The Bahamas has also benefited from Cuba’s largess with dozens of students having taken advantage of that country’s education system. Many Bahamians have also been recipients of the eye programme that affords them with more affordable, quality eye care in the communist country.
"President Bush is a practical man of affairs," said Prime Minister Gonsalves.
"He understands our position and he understands that it ought not be prudent to speak in terms of reprisals or reciprocity of treatment or anything of that kind, that we are a mature democracy.
"?We have functional relationships with Cuba, we have functional relationships with Venezuela in certain areas. Matters such as education; health; Petrocaribe - the area of the fuel; disaster preparedness and these are important areas for us in the same way that we are seeking to have other kinds of links on these questions with the United States of America."
Prime Minister Gonsalves made the point that neither of the two nations needs any member of CARICOM as its defender.
"We are building mature relationships with them," he said.
"Cuba and Venezuela have never asked for any country in the Caribbean to do anything for them. We have some sets of relationships with them which we find to be productive and we have some relationships with the United States of America which we find to productive.

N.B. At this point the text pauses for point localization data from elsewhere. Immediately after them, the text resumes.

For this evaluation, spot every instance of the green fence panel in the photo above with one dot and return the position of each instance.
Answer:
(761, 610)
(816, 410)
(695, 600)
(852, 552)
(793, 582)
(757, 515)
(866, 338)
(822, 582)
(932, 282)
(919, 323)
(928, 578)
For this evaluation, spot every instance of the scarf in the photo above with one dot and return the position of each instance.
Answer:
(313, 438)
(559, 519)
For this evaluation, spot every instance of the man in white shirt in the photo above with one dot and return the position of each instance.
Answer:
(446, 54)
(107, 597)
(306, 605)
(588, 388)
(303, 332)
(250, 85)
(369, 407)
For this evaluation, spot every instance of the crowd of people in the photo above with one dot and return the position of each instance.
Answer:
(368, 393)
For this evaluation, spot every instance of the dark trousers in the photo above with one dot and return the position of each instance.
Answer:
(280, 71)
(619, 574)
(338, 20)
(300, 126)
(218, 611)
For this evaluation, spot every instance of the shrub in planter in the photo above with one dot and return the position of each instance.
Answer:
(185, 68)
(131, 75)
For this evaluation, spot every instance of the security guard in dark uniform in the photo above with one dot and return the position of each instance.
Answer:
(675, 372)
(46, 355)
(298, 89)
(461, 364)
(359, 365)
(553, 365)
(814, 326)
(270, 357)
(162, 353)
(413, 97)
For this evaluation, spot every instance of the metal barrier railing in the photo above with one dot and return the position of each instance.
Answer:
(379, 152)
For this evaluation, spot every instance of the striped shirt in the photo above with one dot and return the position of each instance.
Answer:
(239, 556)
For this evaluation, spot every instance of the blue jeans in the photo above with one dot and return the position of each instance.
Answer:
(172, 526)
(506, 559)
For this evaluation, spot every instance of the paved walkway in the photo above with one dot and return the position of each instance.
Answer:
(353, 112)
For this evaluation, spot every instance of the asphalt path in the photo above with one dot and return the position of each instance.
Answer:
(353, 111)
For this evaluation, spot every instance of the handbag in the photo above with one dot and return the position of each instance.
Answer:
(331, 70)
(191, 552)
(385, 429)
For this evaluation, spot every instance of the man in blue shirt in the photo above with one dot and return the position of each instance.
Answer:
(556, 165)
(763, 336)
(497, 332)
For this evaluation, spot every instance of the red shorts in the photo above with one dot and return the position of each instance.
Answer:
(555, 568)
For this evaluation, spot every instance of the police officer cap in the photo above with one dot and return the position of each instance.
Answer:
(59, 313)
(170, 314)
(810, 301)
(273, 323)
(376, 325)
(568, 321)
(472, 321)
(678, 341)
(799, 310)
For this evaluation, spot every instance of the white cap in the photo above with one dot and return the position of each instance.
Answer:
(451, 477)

"We are free and independent people and as I have said our voice in earlier times were uncertain as we stood amidst the alien corn. Now we are coming into our own and speaking with our own voice."

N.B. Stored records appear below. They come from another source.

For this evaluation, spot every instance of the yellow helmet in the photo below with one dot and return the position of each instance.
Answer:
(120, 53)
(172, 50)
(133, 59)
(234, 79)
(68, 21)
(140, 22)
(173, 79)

On Monday as US/Cuba relations continued to sour, Cuba President Fidel Castro accused US President George Bush of plotting his assassination. It was contained in a rambling essay published on the matter.
American law now prohibits the U.S. government from ordering the assassination of foreign leaders.
The Associated Press reported that Mr. Castro's essay noted that U.S. President Gerald Ford signed an order banning official assassinations, and said he didn't believe that Presidents Jimmy Carter and Bill Clinton ever tried to have him killed.
But Mr. Castro apparently believes that Mr. Bush has other plans.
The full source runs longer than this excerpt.